A History of Settings File Format, and dotset §

The landscape for configuration formats is quite poor.

There is a lot of choice, but each pick has substantial flaws. There is no fairer portrait than that which Wikipedia paints:

• The INI file format is a de facto standard for configuration files.
• .properties is a file extension for files mainly used in Java related technologies to store the configurable parameters of an application.
• JSON provides a syntax which is easier to parse than the one typically adopted for INI file formats, and also offers support for data types and data structures
• YAML is used by some for more complex configuration formats.
• Plist is the standard configurations file format for Cocoa Applications.

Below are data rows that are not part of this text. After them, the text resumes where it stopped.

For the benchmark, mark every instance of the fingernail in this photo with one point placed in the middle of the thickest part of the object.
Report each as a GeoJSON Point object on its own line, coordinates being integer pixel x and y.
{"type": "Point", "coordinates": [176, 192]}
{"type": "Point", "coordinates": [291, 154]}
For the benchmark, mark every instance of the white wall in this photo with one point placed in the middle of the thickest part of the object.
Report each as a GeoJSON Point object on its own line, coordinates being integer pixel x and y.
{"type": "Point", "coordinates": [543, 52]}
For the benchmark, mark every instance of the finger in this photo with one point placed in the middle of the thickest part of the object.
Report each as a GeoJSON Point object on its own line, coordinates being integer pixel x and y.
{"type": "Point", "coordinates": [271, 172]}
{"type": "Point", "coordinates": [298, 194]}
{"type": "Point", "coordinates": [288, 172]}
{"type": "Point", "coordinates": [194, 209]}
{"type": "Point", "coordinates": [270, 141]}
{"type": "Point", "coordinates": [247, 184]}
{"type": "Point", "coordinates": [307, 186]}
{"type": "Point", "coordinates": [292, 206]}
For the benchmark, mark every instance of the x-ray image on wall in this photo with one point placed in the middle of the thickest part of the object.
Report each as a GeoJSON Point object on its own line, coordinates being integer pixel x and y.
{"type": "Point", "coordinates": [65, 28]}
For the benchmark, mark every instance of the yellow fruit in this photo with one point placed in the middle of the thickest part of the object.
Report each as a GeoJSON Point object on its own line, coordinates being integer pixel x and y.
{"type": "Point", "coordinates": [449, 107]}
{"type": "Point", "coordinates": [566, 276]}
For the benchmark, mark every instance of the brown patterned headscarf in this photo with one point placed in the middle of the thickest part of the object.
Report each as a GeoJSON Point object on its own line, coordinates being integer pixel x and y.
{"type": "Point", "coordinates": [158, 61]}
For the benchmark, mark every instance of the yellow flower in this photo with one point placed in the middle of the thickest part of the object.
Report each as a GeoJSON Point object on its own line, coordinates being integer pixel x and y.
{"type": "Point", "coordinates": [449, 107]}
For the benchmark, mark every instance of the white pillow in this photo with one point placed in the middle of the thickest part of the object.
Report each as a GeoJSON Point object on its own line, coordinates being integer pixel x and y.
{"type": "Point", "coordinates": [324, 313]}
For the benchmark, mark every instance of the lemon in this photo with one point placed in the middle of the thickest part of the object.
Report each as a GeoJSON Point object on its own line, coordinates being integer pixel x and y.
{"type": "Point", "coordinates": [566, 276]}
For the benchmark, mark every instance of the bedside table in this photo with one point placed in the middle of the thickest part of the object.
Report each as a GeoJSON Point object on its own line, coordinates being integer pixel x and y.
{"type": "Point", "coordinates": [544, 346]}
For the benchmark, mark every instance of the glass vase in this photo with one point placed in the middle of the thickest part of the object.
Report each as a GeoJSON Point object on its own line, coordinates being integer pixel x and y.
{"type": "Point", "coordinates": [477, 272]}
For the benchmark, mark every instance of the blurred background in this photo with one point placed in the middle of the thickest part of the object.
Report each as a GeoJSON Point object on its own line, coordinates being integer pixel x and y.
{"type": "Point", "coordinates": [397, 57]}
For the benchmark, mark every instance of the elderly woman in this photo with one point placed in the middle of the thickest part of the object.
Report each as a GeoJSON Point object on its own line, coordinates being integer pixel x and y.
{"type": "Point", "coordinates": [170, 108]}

Let me go through them one by one.

            | comments | maps in lists | simplicity |
------------+----------+---------------+------------+
.properties |    x     |               |     x      |
INI         |    x     |               |     x      |
Plist       |          |       x       |     x      |
XML         |    x     |       x       |            |
JSON        |          |       x       |     x      |
TOML        |    x     |               |     x      |
DotSet      |    x     |       x       |     x      |

Comments, maps in lists, simplicity: pick two.


The INI file format is a simple way to store some information. Did I mention it is simple? It is very simple. You have a dictionary map at the top level, and in there, another map. Each keys of that second map have string values.

Are the keys case-sensitive? Maybe. Does it have comments? Maybe, either hashed # or Lisp-like ;. What is the delimiter between keys and values? I don’t know, it’s usually =, but sometimes :. See the problem? It is non-standard. Even if it was, you can’t do much with it. Limited data structures are limited.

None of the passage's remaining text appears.